# italian exclamation



## madalyn (Jul 31, 2011)

A friend recently got me using an expression which she heard from an Italian friend of hers, who says he took it from the film "Nessuno e Perfetto" (Nobody's Perfect), which I haven't been able to find (although I did find a trailer with no subtitles.) It's "erla Madonna" or "o la Madonna" or something like that (I do not speak Italian.) For some reason it won't stop burning in my mind what it means and how on earth to spell it -- and is it peculiar to that movie, or is it a common expression? I couldn't find much at all on google, one usage in some obscure tweet -- or maybe, I can't be sure -- but the rest is buried under "Lola Madonna" and the like. I realize this is a strange question which should not cause any sane person a sleepless night, but please humor me.


----------



## Bruno Spatola (Jul 31, 2011)

Sorry, I totally misunderstood the question. I thought you were asking what nessuno e perfetto meant -- apologies :evil:.

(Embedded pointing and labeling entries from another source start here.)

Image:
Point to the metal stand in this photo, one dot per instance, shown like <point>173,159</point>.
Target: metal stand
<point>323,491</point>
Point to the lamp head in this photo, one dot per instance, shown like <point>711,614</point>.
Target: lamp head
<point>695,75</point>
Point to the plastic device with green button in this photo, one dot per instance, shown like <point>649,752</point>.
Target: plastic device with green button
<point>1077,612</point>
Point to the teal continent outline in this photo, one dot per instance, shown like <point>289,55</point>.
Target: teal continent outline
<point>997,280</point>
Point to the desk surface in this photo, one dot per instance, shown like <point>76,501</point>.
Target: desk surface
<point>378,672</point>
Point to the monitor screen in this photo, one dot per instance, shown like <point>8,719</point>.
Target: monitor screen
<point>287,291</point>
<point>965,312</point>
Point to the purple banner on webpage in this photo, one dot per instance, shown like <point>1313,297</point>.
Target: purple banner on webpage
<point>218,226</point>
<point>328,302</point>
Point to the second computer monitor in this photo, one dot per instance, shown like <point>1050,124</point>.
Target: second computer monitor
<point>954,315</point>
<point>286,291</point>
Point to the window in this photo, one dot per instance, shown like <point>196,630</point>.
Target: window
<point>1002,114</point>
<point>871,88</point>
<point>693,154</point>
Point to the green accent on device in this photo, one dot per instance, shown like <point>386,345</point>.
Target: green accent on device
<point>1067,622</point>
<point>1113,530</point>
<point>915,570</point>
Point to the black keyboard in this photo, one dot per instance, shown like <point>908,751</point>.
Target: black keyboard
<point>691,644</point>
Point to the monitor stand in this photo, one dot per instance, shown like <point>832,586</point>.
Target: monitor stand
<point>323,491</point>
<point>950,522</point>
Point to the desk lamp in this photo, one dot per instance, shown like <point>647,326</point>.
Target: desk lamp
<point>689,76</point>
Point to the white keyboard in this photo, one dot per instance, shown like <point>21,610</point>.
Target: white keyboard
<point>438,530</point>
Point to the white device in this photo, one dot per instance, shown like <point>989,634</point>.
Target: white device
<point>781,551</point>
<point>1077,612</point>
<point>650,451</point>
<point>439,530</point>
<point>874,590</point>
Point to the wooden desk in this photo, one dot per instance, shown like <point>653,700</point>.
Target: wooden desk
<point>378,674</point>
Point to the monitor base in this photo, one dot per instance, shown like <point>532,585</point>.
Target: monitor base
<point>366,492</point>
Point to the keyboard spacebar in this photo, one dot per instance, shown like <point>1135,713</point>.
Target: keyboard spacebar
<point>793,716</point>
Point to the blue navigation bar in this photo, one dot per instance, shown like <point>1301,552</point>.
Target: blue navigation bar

My dad (he's from Naples) says "La Madonna" means "Our Lady". The Madonna/Lady is just the Virgin Mary (I knew that one!). Hope that's helpful in some way .


----------



## The Backward OX (Jul 31, 2011)

Aren't you the same person who had a complex question about the storyline of a four-in-one novel? I'm wondering if a pattern might emerge over time.


----------



## madalyn (Jul 31, 2011)

The Backward OX said:


> Aren't you the same person who had a complex question about the storyline of a four-in-one novel? I'm wondering if a pattern might emerge over time.



I'm not quite sure how to interpret this remark .


----------